Wzrost cen stosunkowo łatwo przerzucić w logistyce na klienta. Czy utrzyma się on na poziomie inflacji podawanym przez GUS, czy będzie od niego wyższy lub niższy? Na to pytanie odpowiada Andrzej Kozłowski z zarządu Rohlig Suus Logistics, jednego z największych operatorów logistycznych w Polsce. W rozmowie także o wpływie wojny w Ukrainie na branżę, szansie wynikającej z reshoringu i nowościach w firmie.
- - Nowym zjawiskiem w logistyce jest pojawienie się klientów, którzy szukają innych rynków zbytu po tym, jak ze względów etycznych wycofali się z Rosji czy Białorusi, a rynek ukraiński stracili na skutek działań wojennych - mówi Andrzej Kozłowski.

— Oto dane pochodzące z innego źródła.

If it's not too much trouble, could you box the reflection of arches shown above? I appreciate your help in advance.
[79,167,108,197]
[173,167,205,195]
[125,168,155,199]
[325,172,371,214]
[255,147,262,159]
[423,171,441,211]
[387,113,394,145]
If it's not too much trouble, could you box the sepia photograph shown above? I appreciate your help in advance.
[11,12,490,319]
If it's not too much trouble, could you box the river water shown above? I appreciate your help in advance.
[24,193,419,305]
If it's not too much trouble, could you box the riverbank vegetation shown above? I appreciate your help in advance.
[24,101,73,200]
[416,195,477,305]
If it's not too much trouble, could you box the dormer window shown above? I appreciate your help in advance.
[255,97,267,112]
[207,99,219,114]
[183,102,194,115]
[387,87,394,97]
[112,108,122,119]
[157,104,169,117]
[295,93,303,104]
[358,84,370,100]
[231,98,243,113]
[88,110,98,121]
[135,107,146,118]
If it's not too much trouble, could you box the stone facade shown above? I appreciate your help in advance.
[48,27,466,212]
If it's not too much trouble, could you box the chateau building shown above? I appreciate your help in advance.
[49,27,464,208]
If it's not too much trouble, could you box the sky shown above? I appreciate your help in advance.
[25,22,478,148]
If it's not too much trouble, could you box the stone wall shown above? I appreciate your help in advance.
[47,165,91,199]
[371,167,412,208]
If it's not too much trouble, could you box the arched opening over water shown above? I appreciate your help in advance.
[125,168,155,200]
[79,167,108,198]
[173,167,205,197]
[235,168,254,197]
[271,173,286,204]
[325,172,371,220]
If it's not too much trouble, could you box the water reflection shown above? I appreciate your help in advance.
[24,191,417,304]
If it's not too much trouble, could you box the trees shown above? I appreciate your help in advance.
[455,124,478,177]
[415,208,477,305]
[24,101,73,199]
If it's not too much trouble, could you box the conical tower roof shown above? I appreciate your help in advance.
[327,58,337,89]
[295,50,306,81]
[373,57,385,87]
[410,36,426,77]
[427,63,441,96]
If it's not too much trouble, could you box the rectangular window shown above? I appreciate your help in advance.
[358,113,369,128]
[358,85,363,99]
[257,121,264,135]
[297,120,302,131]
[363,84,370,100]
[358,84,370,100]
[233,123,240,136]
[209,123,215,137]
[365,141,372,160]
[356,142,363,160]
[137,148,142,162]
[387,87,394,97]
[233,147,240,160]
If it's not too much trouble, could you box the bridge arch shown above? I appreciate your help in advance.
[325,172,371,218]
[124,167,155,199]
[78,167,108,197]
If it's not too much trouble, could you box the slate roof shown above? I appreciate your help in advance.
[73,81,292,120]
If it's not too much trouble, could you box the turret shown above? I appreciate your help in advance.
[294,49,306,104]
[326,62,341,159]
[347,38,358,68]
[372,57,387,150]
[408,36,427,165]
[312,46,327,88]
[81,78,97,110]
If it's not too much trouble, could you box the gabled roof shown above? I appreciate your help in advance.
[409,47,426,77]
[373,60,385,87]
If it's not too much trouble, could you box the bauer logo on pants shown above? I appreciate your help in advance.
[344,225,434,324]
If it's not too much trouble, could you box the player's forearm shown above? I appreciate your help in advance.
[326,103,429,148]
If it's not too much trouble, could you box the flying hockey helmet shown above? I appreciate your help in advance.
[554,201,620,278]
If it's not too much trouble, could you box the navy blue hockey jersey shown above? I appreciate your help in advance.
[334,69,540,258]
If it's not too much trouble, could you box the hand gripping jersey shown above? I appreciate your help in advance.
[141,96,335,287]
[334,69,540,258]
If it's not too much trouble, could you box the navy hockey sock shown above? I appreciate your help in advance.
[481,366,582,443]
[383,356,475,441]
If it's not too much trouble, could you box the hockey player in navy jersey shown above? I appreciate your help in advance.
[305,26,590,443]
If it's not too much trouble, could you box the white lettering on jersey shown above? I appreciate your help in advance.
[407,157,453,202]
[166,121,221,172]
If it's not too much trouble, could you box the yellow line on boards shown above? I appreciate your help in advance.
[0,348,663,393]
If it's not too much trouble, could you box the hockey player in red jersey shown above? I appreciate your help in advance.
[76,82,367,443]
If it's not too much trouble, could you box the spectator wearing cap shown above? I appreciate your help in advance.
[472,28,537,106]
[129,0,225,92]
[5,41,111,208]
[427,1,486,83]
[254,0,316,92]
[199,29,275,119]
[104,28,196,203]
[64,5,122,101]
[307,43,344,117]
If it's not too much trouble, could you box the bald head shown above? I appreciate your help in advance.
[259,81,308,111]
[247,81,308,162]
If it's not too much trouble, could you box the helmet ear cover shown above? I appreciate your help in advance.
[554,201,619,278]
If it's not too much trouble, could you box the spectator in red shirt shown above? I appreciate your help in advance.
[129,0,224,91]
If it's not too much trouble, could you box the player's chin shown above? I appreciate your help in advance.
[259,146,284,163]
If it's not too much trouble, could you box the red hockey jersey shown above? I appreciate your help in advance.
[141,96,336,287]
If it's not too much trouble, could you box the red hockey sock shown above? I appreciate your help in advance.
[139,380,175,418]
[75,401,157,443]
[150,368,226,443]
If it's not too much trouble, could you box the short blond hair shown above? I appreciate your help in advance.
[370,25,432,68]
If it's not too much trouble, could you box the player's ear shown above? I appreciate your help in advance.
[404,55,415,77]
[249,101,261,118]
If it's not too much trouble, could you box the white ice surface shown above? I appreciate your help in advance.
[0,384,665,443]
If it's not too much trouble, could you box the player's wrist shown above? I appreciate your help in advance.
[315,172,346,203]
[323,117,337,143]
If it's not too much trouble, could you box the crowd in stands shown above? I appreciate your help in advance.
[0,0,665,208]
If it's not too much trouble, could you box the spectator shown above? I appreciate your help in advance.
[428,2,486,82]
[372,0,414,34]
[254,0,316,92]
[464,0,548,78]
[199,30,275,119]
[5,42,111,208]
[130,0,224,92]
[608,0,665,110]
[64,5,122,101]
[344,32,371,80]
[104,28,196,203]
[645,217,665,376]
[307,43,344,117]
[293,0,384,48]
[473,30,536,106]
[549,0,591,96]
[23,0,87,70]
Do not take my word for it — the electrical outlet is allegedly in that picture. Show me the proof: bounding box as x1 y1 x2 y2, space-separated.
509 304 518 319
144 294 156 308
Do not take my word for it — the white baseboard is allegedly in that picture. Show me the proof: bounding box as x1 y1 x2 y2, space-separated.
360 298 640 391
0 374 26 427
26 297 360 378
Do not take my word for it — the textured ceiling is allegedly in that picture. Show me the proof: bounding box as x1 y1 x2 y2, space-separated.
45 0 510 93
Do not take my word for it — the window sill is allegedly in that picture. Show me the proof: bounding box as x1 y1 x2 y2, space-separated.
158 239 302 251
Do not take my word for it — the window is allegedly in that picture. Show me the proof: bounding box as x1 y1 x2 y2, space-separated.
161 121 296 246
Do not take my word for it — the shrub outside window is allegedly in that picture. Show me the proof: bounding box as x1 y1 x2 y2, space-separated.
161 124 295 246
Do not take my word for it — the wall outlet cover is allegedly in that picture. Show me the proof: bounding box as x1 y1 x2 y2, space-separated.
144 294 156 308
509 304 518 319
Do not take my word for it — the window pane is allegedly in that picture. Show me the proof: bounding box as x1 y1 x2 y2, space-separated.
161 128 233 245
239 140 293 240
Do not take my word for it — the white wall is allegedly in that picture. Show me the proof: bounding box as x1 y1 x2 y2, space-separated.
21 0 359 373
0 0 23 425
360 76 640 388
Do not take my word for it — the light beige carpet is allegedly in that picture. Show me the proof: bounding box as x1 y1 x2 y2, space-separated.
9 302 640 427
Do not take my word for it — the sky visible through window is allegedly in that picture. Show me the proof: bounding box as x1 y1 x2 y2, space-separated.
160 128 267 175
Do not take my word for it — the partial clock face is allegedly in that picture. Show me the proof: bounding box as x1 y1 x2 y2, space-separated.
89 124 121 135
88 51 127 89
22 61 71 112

- - Inną szansą, nie tylko przed branżą logistyczną, ale całą gospodarką, jest relokacja firm, które znajdowały się nie tylko w Rosji czy w Ukrainie, ale i na Białorusi. Polska jest dla nich naturalnym miejscem ze względu na bliskość geograficzną i kulturową - dodaje.
- Na razie jednak na rynku widać przejawy spowolnienia gospodarczego. Kluczowe dla branży pytanie brzmi, czy to tylko wychłodzenie koniunktury, po którym nastąpi odbicie, czy nadejdzie głęboki kryzys.
- Rohlig Suus Logistics spodziewa się dużego wzrostu obrotów za 2021 r. Szacuje się, że wyniosą 2 mld zł. Firma otwiera nowe oddziały, ostatnio w Zielonej Górze i w czeskim Pilźnie.